Artinya: "Dengan nama-Mu Wahai Tuhanku, aku baringkan punggungku," (HR. Bukhari no. 247 dan Muslim no. 2710).

3. Membaca Doa Tidur

Membaca doa saat tidur sebagaimana di tuliskan di atas baik untuk dilafaskan sebelum beristirahat.

"Apabila kamu ingin tidur maka berwudhulah lebih dulu sebagaimana wudhu untuk sholat, kemudian berbaringlah ke kanan dan bacalah doa doa sebelum tidur. Rasulullah SAW bersabda: 'Jadikanlah doa itu sebagai akhir dari semua perkataanmu," (HR Bukhari Muslim).

4. Membaca Ayat Kursi

Setelah menjalankan 3 sunnah sebelumnya, membaca Ayat kursi sebelum tidur juga dianjurkan.

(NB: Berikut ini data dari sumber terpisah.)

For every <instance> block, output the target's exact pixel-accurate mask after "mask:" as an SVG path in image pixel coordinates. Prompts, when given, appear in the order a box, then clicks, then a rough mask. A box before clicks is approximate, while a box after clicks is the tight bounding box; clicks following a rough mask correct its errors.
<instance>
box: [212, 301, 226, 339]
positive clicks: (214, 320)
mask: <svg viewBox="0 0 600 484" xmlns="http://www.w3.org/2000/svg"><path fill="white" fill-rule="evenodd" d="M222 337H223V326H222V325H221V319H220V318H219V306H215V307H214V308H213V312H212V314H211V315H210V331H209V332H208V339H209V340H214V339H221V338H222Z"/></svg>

Dalam suatu hadits yang diriwayatkan Abu Hurairah, Rasulullah SAW membenarkan hal tersebut dengan berkata:

فَذَكَرَ الْحَدِيثَ فَقَالَ إِذَا أَوَيْتَ إِلَى فِرَاشِكَ فَاقْرَأْ آيَةَ الْكُرْسِىِّ لَنْ يَزَالَ عَلَيْكَ مِنَ اللَّهِ حَافِظٌ ، وَلاَ يَقْرَبُكَ شَيْطَانٌ حَتَّى تُصْبِحَ

Artinya: "Jika kamu hendak berbaring di atas tempat tidurmu, bacalah ayat Al-Kursi karena dengannya kamu selalu dijaga oleh Allah Ta'ala dan syetan tidak akan dapat mendekatimu sampai pagi." (HR. Bukhari).

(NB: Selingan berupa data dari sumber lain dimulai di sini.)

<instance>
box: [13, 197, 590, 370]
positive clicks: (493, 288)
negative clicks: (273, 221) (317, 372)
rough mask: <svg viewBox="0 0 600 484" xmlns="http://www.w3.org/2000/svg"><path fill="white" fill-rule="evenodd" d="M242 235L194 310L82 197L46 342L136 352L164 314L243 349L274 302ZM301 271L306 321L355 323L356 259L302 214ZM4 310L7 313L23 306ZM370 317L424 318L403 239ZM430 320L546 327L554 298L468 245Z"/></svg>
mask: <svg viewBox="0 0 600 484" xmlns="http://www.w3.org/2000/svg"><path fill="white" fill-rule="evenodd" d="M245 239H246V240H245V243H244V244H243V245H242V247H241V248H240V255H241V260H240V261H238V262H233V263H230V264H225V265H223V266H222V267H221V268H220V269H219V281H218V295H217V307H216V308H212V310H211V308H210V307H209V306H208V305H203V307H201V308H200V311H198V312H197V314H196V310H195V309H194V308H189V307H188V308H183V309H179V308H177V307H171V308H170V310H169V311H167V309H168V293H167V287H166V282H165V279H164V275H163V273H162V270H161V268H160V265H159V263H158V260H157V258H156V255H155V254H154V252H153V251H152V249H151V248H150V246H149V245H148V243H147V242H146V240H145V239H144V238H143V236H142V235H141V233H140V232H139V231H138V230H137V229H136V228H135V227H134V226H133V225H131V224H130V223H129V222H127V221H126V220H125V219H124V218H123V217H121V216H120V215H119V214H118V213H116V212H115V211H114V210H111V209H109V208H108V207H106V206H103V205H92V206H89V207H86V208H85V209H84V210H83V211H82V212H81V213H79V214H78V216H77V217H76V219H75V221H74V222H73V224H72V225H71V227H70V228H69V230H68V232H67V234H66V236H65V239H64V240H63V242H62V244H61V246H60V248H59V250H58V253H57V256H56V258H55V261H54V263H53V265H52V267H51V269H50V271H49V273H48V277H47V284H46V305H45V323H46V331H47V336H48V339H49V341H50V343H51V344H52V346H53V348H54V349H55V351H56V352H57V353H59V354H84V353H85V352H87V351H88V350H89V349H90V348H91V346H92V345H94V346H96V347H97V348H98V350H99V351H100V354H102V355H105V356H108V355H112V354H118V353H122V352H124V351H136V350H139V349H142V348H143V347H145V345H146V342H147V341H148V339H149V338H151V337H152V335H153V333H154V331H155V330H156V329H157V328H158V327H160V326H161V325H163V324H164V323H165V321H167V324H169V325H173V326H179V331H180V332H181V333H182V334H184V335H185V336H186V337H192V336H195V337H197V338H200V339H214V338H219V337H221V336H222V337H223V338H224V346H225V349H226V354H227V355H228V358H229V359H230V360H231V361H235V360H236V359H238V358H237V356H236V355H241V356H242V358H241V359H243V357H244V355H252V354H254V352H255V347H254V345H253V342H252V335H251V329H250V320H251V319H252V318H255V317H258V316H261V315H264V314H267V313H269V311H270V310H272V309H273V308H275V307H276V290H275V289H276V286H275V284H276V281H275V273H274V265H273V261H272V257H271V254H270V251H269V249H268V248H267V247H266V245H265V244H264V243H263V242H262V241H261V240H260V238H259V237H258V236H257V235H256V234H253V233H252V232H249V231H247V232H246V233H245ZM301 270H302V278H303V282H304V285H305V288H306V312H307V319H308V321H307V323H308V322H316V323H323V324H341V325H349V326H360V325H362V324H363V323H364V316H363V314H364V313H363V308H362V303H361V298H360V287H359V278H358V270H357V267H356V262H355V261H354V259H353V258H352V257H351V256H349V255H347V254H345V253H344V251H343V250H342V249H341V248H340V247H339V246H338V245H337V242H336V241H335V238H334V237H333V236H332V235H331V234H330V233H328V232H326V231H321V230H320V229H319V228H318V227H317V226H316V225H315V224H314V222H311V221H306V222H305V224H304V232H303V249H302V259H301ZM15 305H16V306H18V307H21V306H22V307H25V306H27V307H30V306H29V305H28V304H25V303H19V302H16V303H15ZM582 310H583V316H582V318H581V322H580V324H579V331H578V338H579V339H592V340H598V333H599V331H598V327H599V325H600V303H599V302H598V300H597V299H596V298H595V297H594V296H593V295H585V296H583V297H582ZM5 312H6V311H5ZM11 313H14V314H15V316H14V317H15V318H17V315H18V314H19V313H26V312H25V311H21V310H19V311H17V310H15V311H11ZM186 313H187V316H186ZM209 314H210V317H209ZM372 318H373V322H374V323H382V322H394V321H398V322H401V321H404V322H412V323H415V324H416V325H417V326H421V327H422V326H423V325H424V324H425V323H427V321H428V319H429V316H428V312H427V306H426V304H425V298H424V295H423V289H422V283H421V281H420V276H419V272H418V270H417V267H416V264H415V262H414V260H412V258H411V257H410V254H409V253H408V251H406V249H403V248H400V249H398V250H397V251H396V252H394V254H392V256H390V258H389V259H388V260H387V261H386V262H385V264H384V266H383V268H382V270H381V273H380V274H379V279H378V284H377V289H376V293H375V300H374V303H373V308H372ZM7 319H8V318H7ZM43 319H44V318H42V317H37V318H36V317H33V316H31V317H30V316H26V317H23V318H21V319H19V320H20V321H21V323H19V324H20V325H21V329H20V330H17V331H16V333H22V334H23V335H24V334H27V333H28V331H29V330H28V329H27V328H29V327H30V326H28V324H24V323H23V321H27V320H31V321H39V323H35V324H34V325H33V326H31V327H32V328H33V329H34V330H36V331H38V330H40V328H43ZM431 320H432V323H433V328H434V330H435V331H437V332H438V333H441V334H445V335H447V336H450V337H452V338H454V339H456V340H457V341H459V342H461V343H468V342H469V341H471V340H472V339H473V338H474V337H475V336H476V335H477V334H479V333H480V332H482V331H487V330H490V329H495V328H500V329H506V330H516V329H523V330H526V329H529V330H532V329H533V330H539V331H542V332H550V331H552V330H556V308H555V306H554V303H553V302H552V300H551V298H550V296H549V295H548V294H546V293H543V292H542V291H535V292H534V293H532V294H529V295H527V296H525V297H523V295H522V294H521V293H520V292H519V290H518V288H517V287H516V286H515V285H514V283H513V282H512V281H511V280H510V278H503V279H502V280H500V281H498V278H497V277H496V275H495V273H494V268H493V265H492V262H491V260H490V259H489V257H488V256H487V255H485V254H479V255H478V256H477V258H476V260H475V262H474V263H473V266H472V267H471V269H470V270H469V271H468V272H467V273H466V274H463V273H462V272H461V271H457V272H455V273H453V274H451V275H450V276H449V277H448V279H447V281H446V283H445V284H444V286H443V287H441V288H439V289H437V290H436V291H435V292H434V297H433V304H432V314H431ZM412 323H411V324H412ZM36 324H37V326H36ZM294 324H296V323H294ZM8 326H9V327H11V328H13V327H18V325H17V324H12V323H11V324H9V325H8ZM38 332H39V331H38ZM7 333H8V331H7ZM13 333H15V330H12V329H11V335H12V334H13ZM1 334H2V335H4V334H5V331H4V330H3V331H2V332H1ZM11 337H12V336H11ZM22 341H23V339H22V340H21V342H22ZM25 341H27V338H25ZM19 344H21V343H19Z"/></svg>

5. Membaca Surat Al-Ikhlas, Al-Falaq, dan An-Nas

Seusai membaca Ayat Kursi, Nabi Muhammad SAW melanjutkannya dengan membaca tiga surat pendek, yaitu Surat Al-Ikhlas, Al-Falaq, dan An-Nas.

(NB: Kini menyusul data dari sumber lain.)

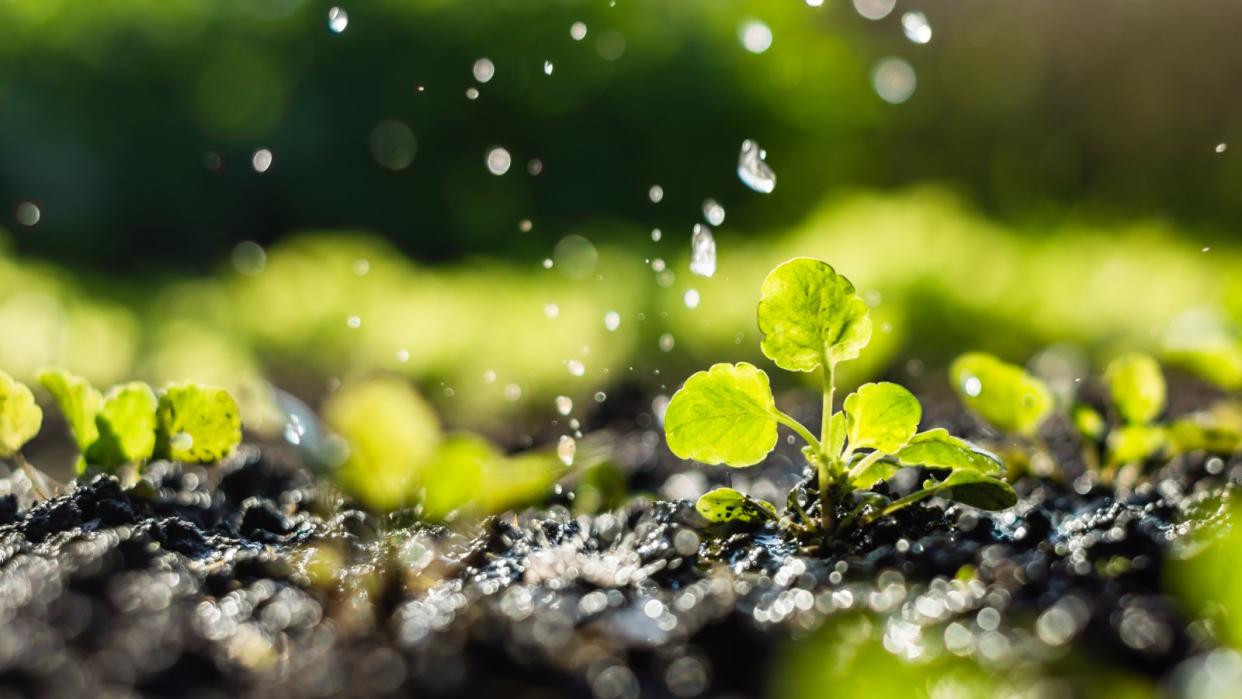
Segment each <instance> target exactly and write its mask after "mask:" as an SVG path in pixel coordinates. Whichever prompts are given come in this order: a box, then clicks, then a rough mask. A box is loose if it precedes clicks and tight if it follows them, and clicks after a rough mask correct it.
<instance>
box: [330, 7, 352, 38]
mask: <svg viewBox="0 0 1242 699" xmlns="http://www.w3.org/2000/svg"><path fill="white" fill-rule="evenodd" d="M348 26H349V14H348V12H345V11H344V10H342V9H340V7H333V9H330V10H328V29H329V30H330V31H332V34H340V32H343V31H345V27H348Z"/></svg>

Hal ini telah dijelaskan dari Aisyah RA berkata:

كَانَ إِذَا أَوَى إِلَى فِرَاشِهِ كُلَّ لَيْلَةٍ جَمَعَ كَفَّيْهِ ثُمَّ نَفَثَ فِيهِمَا فَقَرَأَ فِيهِمَا ( قُلْ هُوَ اللَّهُ أَحَدٌ ) وَ ( قُلْ أَعُوذُ بِرَبِّ الْفَلَقِ ) وَ ( قُلْ أَعُوذُ بِرَبِّ النَّاسِ ) ثُمَّ يَمْسَحُ بِهِمَا مَا اسْتَطَاعَ مِنْ جَسَدِهِ يَبْدَأُ بِهِمَا عَلَى رَأْسِهِ وَوَجْهِهِ وَمَا أَقْبَلَ مِنْ جَسَدِهِ يَفْعَلُ ذَلِكَ ثَلاَثَ مَرَّاتٍ

Artinya:

"Rasulullah SAW apabila hendak beranjak ketempat tidurnya setiap malam, Beliau menyatukan kedua telapak tangannya lalu meniupkan keduanya dan membacakan keduanya surat al-Ikhlas, al-Falaq dan an-Naas. Kemudian beliau mengusap dengan keduanya bagian mana saja semampunya. Beliau memulainya dari atas kepala dan wajahnya serta bagian belakang dari badannya. Beliau melakukan perkara itu tiga kali." (HR. Muslim).

6. Segera Tidur Setelah Sholat Isya

Amalan terakhir yang diajarkan Rasulullah SAW adalah menyegerakan tidur setelah melaksanakan sholat Isya.

Dalam sebuah riwayat dari Abi Barzah, ia berkata:

أَنَّ رَسُولَ اللَّهِ - صلى الله عليه وسلم - كَانَ يَكْرَهُ النَّوْمَ قَبْلَ الْعِشَاءِ وَالْحَدِيثَ بَعْدَهَا

Artinya:

"Rasulullah shallallahu 'alaihi wa sallam membenci tidur sebelum shalat 'Isya dan ngobrol-ngobrol setelahnya." (HR. Bukhari).